What Is It About Fashion’s Unhealthy Obsession with Fast Food?


Is there a more unlikely couple than fashion and fast food? The industry that essentially underwrote Kate Moss’ infamous line, “Nothing tastes as good as skinny feels,” might as well adopt the motto: “If you can’t eat it, wear it.”

There’s a certain aura of lowbrow cool associated with Bella Hadid snarfing down Big Macs at an Alexander Wang afterparty. (Supermodels, they’re just like us!) The downtown designer is a notorious junk food enthusiast, and has featured McDonald’s pop-ups, Hooters waitresses, 7-Eleven Slurpee machines, and more at his fashion week blowouts over the years.

But Wang is just one power player who has glamorized greasy grub. Consider those now-iconic Paris Hilton ads for Carl’s Jr. from 2005. Or Terry Richardson, who has a bona fide fetish for capturing models eating suggestively. From messy plates of spaghetti to juicy burgers to phallic popsicles and…bananas (duh), the photographer has sexualized nearly every item found at your local grocery store. Even fast fashion brand Forever 21 has taken the bait, recently teaming up with Taco Bell in a confusing collection of bodysuits and saucy, tie-die hoodies.

But then there are designers who have gone the extra mile to actually incorporate fast food iconography into their collections. We won’t soon forget when Jeremy Scott sent a parade of McDonald’s-inspired looks down his debut Fall 2014 Moschino runway. Cell phone cases, handbags, sweaters, visors, and more came plastered with the designer’s (barely distinguishable) take on the iconic Golden Arches, stirring up all sorts of trademark issues along the way.

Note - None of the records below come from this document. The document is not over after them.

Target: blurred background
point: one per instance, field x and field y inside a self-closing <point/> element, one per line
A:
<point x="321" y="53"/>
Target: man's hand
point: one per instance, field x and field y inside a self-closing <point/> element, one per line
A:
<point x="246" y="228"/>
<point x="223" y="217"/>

Many of those Moschino McDonald’s pieces sold out almost instantly, and it’s fair to consider Scott a sellout for ripping off one of the most recognizable logos on the planet. Other designers are approaching fast food fashion in a more authentic way. “It’s just a little tacky and tired to have this appropriative and ironic attitude. It’s about 50 years too late for it to mean something,” says Telfar Clemens, the Liberian-American creative force behind gender-neutral brand TELFAR, who recently redesigned the uniforms for White Castle.

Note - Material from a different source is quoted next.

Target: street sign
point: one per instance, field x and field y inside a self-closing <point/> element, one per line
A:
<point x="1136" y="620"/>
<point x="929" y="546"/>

Clemens has been frequenting the White Castle near his childhood home (where he still lives) in LeFrak City, Queens since 1991, and had a deep-rooted, personal connection to the restaurant chain when he began reworking their uniforms earlier this year. After debuting his new uniforms on 10,000 employees around the country in September, last week Clemens launched an additional Telfar X White Castle capsule now available online—100 percent of the proceeds go to pay bail for minors held on Rikers Island. “The idea was to make people aspire to wear what someone working at White Castle is wearing and break down that barrier,” Clemens tells CR Fashion Book.

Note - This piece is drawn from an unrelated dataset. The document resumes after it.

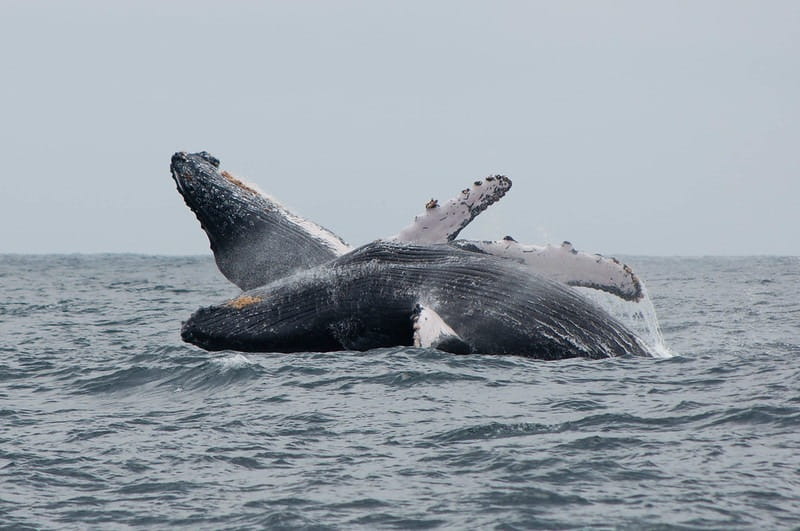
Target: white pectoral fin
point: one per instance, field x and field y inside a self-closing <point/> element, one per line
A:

Continuing to weigh in on the fast food trend in fashion, Clemens argues: “I think this is happening because the gap between people actually making culture and people who can afford fashion is getting wider and wider. Fashion has to get it’s relevance from millions of people—to serve a tiny handful of actual customers. Appropriation is their way of trying to be relevant to that mass, while still making their customer feel superior to them.”